Many years ago, the European solar industry was strong. However, big name European solar module companies such as Solarworld and others had gone bankrupt. This led to the disappearance of the European solar module industry.
Meanwhile, like other Chinese companies, the Chinese solar module industry operates on very thin margins. The focus is on the production of a cheap, not a differentiated product. This explains why the industry had, under these circumstances, no demand for expensive equipment from Meyer Burger (MBTN), creating an impossible environment to thrive as a supplier of machinery. Thus, Meyer Burger was forced to reinvent itself as a solar cell and module producer in Germany; one of many attempts to re-establish solar module production in Europe.
Similar to its strong market position in electric cars, Chinese politics has focused on the solar industry as a strategic play. With Chinese business culture being less eps-driven and more revenue-oriented, the focus on short-term shareholder value is less pronounced. This allowed for massive expansions by Chinese producers and production growth rates soared. Chinese producers enjoyed the enormous advantage of a large and closed home market
In 2018, the market share of Chinese solar module producers was around 40%. Today, this has risen to between 60 and 70%. The top 5 producers are all Chinese, and this share is growing.
The renowned renewables research institute Fraunhofer showed that the European solar industry has no material cost disadvantage versus the Chinese competition. This analysis stands to reason as, despite some economies of scale, the industry is highly automated. Now, thanks to the steep increase of transport costs, the competitive edge of the young European solar industry has increased even further. A promising future beckons for highly efficient European production with a differentiated product. The European solar industry in general and solar modules made in Germany in particular like the one from Meyer Burger are starting to build up production.
The superior heterojunction technology of Meyer Burger is quite different from the classic PERC technology used in the Chinese industry. It uses less silver and silicon, is thinner and has a higher life span. There is an efficiency advantage which translates into higher prices. The superior European production is the future.

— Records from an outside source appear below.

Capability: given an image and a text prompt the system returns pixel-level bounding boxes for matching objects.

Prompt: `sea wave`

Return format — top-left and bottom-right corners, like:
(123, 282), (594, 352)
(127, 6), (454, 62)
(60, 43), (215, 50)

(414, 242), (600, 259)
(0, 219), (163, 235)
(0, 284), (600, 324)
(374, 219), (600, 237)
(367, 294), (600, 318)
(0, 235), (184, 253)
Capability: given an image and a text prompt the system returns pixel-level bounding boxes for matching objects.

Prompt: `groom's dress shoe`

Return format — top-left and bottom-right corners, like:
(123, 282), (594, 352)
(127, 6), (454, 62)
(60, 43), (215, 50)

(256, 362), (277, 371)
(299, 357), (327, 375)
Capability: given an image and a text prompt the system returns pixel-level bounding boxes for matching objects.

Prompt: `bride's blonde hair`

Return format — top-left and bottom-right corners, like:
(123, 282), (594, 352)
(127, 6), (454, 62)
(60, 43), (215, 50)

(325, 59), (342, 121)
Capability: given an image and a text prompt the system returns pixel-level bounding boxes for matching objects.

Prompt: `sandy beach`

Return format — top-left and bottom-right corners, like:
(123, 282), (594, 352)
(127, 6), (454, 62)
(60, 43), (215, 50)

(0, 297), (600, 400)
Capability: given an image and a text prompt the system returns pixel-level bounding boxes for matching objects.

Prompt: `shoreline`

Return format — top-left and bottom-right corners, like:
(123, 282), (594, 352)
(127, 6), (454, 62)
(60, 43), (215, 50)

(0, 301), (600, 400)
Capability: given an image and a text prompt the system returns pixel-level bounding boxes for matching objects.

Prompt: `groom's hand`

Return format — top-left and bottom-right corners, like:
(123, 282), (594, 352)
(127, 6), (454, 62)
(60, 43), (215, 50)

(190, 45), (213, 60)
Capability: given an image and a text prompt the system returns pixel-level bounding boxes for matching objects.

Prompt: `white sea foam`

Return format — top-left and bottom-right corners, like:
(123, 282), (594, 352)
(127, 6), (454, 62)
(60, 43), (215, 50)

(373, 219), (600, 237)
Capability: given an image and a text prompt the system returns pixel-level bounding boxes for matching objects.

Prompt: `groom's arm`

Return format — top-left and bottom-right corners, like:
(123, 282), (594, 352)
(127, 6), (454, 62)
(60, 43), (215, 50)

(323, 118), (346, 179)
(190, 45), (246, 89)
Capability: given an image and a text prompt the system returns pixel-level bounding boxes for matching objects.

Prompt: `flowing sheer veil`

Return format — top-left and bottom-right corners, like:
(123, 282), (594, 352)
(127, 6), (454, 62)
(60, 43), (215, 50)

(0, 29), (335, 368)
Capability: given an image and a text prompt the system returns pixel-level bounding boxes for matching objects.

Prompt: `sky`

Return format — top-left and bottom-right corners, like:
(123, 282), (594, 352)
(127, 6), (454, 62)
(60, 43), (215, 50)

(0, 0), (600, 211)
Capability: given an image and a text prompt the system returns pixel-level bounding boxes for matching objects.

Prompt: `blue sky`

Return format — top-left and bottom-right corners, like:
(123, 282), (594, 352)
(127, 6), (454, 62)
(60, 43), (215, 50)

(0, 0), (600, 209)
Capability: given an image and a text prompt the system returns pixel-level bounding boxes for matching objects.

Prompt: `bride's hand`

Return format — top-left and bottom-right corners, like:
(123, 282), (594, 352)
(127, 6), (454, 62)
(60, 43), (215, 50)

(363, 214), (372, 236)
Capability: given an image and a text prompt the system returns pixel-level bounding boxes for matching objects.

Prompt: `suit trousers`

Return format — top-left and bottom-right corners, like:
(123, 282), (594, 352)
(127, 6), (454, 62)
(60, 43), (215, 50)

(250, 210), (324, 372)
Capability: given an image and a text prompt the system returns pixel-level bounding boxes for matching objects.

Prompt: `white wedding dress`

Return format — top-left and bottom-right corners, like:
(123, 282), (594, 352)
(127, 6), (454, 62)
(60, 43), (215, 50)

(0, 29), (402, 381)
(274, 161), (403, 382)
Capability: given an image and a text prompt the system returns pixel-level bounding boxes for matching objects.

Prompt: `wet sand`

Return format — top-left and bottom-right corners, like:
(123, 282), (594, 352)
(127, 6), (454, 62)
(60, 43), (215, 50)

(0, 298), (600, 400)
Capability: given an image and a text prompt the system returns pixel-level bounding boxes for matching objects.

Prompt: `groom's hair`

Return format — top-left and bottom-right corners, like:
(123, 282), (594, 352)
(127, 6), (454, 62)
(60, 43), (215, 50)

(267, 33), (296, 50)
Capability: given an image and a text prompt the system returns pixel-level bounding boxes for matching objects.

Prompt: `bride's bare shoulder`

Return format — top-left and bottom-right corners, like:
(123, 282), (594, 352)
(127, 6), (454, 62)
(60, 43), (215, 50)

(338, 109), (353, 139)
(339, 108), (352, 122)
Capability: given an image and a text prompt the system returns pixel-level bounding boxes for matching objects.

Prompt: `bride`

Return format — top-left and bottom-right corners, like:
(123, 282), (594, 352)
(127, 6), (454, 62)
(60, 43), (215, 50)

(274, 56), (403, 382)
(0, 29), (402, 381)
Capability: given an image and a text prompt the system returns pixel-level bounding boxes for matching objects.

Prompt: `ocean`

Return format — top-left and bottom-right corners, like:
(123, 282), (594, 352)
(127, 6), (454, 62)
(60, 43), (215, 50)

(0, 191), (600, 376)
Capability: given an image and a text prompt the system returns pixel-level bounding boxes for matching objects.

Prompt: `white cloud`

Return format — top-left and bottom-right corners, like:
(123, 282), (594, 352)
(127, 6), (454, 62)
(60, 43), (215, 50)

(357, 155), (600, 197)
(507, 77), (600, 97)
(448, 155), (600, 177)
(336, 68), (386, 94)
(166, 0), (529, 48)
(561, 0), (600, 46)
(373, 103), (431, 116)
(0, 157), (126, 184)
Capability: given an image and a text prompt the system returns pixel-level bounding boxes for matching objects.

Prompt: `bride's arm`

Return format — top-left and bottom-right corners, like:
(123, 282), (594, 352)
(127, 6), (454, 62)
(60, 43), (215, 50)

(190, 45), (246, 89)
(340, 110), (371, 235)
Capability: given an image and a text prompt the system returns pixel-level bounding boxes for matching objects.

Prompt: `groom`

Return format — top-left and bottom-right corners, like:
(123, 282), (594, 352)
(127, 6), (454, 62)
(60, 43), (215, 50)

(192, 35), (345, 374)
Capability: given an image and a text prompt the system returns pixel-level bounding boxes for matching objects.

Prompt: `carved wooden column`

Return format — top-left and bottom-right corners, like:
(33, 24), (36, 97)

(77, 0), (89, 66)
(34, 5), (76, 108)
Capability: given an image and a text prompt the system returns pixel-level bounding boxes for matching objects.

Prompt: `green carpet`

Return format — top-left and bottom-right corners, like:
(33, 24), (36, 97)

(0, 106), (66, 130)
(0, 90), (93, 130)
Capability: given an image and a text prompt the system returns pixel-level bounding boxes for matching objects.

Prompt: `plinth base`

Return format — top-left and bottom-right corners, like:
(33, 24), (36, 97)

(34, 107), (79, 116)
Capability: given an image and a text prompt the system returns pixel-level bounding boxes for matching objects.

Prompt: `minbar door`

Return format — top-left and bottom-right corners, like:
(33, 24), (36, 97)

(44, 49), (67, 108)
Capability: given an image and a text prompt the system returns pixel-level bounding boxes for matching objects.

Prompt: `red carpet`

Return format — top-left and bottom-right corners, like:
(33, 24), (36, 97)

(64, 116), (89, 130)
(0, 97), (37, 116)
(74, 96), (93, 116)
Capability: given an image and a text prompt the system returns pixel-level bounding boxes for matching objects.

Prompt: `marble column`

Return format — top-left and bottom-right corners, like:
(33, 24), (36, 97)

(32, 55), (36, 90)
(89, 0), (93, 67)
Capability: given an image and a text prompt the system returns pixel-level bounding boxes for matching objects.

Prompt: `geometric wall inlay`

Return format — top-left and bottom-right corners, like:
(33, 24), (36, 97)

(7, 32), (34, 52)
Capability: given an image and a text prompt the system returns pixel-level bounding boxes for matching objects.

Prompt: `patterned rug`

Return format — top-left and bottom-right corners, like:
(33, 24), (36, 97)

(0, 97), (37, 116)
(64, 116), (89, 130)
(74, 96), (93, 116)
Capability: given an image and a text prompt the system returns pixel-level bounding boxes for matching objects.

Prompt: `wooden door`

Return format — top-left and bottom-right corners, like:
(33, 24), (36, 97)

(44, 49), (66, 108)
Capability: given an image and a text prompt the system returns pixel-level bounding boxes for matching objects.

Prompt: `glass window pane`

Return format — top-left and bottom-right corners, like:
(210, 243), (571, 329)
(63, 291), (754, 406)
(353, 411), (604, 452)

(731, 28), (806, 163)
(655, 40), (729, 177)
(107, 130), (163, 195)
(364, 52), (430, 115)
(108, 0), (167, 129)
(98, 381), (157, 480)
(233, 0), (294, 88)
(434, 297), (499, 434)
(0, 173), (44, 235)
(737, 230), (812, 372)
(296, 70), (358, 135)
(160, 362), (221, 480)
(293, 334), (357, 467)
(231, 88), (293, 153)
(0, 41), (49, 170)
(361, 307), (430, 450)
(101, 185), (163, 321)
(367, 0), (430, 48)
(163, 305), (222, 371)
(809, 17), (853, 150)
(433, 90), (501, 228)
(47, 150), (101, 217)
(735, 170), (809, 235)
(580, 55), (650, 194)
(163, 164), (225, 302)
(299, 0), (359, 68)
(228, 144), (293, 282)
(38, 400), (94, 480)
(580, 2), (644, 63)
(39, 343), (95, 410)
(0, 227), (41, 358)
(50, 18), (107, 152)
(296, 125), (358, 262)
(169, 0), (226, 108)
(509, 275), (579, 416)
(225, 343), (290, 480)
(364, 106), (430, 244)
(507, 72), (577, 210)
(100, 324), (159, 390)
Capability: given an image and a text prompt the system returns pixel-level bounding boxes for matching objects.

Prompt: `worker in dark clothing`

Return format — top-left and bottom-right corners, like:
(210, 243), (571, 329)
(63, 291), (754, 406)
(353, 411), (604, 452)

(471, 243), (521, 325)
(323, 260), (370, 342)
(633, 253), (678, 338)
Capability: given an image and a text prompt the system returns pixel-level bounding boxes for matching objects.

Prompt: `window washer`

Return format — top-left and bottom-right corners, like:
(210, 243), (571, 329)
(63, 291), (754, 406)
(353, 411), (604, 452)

Under the previous President Trump, solar modules were put under import duties and there was criticism of unfair dumping practices. The new administration under President Biden is not engaging in trade disputes anymore. Fair trade is now the focus going forward instead of the protectionist America first policy. However, the current U.S. government has recently enacted a withhold and release-order on solar imports to the U.S. linked to specific polysilicon providers in China suspected of having used forced labour. More countries could follow.
The E.U. wants to decarbonise fast and to achieve climate neutrality by the year 2050. By 2030, the E.U. wants to reduce GHG emissions towards 55% compared to the 1990 levels. Increasing the weight of the renewable industry is a step towards this goal. How serious is this? What can the E.U. offer its solar industry? The private European Solar Accelerator Initiative has set the target of redeveloping a 20-GW manufacturing capacity of solar PV technologies in Europe by 2025. While there will be some help from politics, we do not expect any protectionist support.
In summary, there are many hopeful signs but many rivers to cross. Without production, Europe cannot maintain its leading research role in this key technology for energy supply. Europe and Germany do not want to go down the route of going for import taxes. A start has been made, but rebuilding old industrial knowledge and marketing the product is challenging. We are hopeful that the sun will rise again in Germany and Europe.